Around Town: Miss Hepburn and the flood reports

It was a dry Wednesday night in the foothills. I walked the boulevard, mulling over the events of the day.

Trotting at my side was Miss Audrey Hepburn, our black Labrador retriever, a rescue dog from the Pasadena Humane Society.

Like some latter-day form of PTSD, my brain kept returning to recent events. First, the evacuations. Then, the mayor of Los Angeles announced that we were possibly in danger of a “La Conchita” situation.

And then, like most La Cañadans, my entire morning had been spent fielding phone calls, text messages and e-mails from concerned friends and relatives all over the known universe. “Are you OK?” “Were you evacuated?” “Did a mudslide destroy your house?”

No. No. And No!

Turns out that “Good Morning America” had covered the looming mudslides in La Cañada, on the day the storms stopped. Better late than never, but my mind was still boggled by the geologic comparison of the granite-based alluvial fan with La Conchita.

As I walked, I mulled these things over.

Suddenly, a news van sped past, a perfectly coiffed reporter behind the wheel.

But wait. It wasn’t a reporter. It was the Anonymous Source, an attractive woman in her 40s, generally behind the wheel of a helicopter or a motorcycle.

And now, the Anonymous Source was joy-riding down Foothill Boulevard in a stolen, totally-equipped news van, complete with a satellite dish and sound system.

She opened her window.

I heard sirens in the distance as she passed.

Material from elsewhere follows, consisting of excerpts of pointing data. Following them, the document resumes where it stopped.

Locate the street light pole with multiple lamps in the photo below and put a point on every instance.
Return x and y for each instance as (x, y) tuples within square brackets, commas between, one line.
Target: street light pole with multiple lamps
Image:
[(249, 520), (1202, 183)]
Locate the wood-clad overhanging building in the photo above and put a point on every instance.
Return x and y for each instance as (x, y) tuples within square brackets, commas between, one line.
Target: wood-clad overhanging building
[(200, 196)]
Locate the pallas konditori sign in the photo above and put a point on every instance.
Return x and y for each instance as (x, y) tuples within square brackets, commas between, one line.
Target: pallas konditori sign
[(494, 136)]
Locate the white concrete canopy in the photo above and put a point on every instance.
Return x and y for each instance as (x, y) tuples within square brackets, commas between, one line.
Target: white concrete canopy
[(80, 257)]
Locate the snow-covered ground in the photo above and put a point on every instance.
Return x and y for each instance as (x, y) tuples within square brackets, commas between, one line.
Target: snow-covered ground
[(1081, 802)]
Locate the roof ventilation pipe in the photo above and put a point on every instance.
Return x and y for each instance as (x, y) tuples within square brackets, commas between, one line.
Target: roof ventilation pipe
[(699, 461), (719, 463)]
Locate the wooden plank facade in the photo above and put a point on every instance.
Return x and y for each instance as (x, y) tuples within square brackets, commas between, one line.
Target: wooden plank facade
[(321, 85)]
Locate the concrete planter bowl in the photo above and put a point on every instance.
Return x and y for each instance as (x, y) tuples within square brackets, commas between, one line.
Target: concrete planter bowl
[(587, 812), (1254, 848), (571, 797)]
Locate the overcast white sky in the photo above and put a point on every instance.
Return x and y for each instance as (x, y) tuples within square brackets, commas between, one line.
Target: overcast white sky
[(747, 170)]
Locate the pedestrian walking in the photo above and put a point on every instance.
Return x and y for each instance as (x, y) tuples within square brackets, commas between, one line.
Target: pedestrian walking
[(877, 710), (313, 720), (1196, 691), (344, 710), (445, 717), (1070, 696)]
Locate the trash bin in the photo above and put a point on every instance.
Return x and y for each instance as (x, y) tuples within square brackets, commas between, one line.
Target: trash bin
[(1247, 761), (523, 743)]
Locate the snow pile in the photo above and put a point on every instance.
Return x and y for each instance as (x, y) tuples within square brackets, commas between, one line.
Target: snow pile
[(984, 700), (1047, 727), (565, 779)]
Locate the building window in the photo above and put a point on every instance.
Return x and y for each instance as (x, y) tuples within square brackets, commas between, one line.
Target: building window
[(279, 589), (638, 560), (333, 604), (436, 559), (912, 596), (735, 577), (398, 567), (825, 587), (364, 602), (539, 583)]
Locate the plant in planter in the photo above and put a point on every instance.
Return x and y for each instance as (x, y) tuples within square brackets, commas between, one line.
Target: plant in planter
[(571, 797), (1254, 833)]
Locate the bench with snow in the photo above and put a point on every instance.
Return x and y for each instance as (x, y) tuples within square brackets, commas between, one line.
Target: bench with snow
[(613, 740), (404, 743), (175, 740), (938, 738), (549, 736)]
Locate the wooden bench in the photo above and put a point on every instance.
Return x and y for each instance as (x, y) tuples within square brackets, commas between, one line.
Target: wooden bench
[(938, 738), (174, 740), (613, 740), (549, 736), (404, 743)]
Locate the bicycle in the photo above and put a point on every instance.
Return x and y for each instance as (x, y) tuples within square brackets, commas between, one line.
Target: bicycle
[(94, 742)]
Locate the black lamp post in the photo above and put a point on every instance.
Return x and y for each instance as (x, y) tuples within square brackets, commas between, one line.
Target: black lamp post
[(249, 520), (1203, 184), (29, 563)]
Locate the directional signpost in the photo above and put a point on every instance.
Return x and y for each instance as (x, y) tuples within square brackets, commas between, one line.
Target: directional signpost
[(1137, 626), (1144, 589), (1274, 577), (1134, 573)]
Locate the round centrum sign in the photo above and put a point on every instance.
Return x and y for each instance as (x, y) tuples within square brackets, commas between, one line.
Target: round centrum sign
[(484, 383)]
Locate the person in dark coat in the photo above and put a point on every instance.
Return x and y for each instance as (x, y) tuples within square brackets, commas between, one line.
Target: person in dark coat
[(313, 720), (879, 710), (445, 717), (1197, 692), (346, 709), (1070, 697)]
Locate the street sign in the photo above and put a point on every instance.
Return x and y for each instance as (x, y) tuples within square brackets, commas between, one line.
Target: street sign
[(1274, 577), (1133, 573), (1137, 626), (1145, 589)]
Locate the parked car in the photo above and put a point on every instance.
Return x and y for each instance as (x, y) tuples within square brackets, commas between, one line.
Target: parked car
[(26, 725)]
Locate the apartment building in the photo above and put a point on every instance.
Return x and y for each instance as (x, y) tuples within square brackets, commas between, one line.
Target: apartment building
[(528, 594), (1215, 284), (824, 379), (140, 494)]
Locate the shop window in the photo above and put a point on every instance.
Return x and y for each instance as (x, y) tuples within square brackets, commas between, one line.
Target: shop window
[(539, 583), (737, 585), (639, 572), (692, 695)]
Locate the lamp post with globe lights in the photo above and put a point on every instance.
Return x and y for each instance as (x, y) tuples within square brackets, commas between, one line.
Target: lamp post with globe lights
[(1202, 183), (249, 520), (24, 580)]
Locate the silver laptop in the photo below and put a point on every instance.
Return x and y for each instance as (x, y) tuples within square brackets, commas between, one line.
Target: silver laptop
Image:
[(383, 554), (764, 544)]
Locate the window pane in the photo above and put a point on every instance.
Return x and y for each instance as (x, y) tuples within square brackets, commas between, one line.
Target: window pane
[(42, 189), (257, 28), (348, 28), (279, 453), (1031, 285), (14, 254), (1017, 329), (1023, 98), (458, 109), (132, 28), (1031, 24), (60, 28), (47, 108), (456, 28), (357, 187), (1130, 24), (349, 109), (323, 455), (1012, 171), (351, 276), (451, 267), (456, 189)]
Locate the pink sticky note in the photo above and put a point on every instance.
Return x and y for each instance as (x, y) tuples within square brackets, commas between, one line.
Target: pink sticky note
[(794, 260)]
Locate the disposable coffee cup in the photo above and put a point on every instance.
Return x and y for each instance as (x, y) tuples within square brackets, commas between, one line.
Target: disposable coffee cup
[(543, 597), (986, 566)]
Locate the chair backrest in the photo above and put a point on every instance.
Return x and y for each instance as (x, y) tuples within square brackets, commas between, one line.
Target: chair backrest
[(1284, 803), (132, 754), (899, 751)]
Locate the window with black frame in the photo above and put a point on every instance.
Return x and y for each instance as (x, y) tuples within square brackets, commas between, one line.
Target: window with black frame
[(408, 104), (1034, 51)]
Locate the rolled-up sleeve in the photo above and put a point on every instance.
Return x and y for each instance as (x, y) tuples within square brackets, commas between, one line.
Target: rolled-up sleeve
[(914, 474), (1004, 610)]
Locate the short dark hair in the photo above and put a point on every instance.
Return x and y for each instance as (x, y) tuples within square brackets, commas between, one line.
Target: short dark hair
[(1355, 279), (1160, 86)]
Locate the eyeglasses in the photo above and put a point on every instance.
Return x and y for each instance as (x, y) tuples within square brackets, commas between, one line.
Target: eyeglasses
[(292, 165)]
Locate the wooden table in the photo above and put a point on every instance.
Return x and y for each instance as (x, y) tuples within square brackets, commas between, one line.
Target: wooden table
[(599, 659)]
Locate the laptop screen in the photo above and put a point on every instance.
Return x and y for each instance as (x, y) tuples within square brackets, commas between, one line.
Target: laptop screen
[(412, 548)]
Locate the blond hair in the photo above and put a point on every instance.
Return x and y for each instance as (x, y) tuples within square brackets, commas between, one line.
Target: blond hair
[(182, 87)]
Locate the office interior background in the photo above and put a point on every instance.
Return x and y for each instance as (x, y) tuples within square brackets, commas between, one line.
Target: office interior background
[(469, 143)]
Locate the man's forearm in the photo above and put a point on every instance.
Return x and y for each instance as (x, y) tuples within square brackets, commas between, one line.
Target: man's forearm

Suddenly, news clippings began to fly out of the van. There were hundreds of them, yellowed with age.

Like this OpEd from J.R. McCarthy in the La Crescenta Post, dated March 4, 1934:

“The people who followed ‘our’ disaster were calamity chasers. Probably not one of the had admired a sunrise, for instance, in five years. They watch the doomed. They gloat over the destroyed, these buzzards who have no feathers. They would walk ten miles to see a flogging ”

And this report of throngs of souvenir hunters after the great Montrose Flood, by Mary Darrow for The Los Angeles Times, dated Jan. 23, 1934:

“Stealing, oh my, yes, property owners have to literally sit on their possessions. Washings on the clothes lines are not safe, according to reports of irate housewives ”

At least we don’t have to put up with thieves, I said to Miss Hepburn.

The news van disappeared around the corner. Three patrol cars and a helicopter missed the turn.

The rain was over. At long last, life in the foothills had returned to normal.